Explore Mars in Details from your Room!

Nasa has released the first official images captured by its Curiosity rover showing the surface of Mars in crystal clear detail. The panorama is made up of one billion pixels stitched together from nearly 900 exposures taken by cameras onboard Curiosity.

The full-circle scene surrounds the site where Curiosity collected its first scoops of dusty sand at a windblown patch called 'Rocknest,' and extends to Mount Sharp on the horizon.

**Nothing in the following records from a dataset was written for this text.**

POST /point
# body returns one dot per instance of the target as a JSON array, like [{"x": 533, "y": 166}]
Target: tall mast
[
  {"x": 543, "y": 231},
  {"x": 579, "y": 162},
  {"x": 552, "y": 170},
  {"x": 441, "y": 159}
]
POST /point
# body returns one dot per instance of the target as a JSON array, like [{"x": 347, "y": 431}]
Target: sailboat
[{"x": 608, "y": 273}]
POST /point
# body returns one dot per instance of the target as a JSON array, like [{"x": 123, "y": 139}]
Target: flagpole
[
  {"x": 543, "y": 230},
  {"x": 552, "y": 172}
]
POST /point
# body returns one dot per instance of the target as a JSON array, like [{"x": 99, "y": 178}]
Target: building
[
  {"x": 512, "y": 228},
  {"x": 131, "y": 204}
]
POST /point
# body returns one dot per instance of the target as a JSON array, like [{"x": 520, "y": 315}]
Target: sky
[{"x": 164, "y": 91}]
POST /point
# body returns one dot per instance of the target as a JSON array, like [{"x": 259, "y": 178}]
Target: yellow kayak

'It gives a sense of place and really shows off the cameras' capabilities,' said Bob Deen of the Multi-Mission Image Processing Laboratory at NASA's Jet Propulsion Laboratory, California. 'You can see the context and also zoom in to see very fine details.' Deen assembled the image using 850 frames from the telephoto camera of Curiosity's Mast Camera instrument. He then supplemented in 21 frames from the Mastcam's wider-angle camera and 25 black-and-white frames -- mostly of the rover itself -- from the Navigation Camera. The images were taken on several different Mars days between 5 October and 16 November 2012.

Earlier this year photographer Andrew Bodrov used the Curiosity images to assemble his own mosaic views of the planet, including at least one gigapixel scene. His mosaic shows illumination effects from variations in the time of day for pieces of the mosaic. It also shows variations in the clarity of the atmosphere due to variable dustiness during the month while the images were acquired.

This image, taken of an area on Mars called Rock Nest, is a scaled-down version from the 360-degree panorama. Nearly 900 images were taken by cameras attached to Nasa's Curiosity Mars rover and stitched together
NASA's Mars Science Laboratory project is using Curiosity and the rover's 10 science instruments to investigate the environmental history within Gale Crater, a location where the project has found that conditions were long ago favorable for microbial life. Malin Space Science Systems, San Diego, built and operates Curiosity's Mastcam. JPL, a division of the California Institute of Technology in Pasadena, manages the project for NASA's Science Mission Directorate in Washington and built the Navigation Camera and the rover.

Bodrov also spent two weeks creating the interactive image below using 407 pictures from the narrow angle and medium angle cameras on the head of the rover, and included a bit of digital retouching. '[The camera] is only two megapixels, which by today's standards is not huge,' he told Popular Science. 'Of course, flying these electronic components from Earth to Mars, and having them survive the radiation and other hazards, means that they were not able to just use off-the-shelf cameras.'

Bodrov added the sky and a previous picture of Curiosity to the 90,000 x 45,000 pixel panorama with Photoshop. In March, Nasa chiefs were relieved when a computer glitch that had stopped operations for a week was solved, meaning they could get back to examining rock powder found on the planet. From April 4, radio communications between Earth and Mars will be blocked by the sun, meaning work will be halted again until May 1. For now, the £2billion six-wheel rover, which landed on the planet in August to begin its two-year mission, will continue to analyse the rock sample, which contains all the chemical ingredients necessary for life.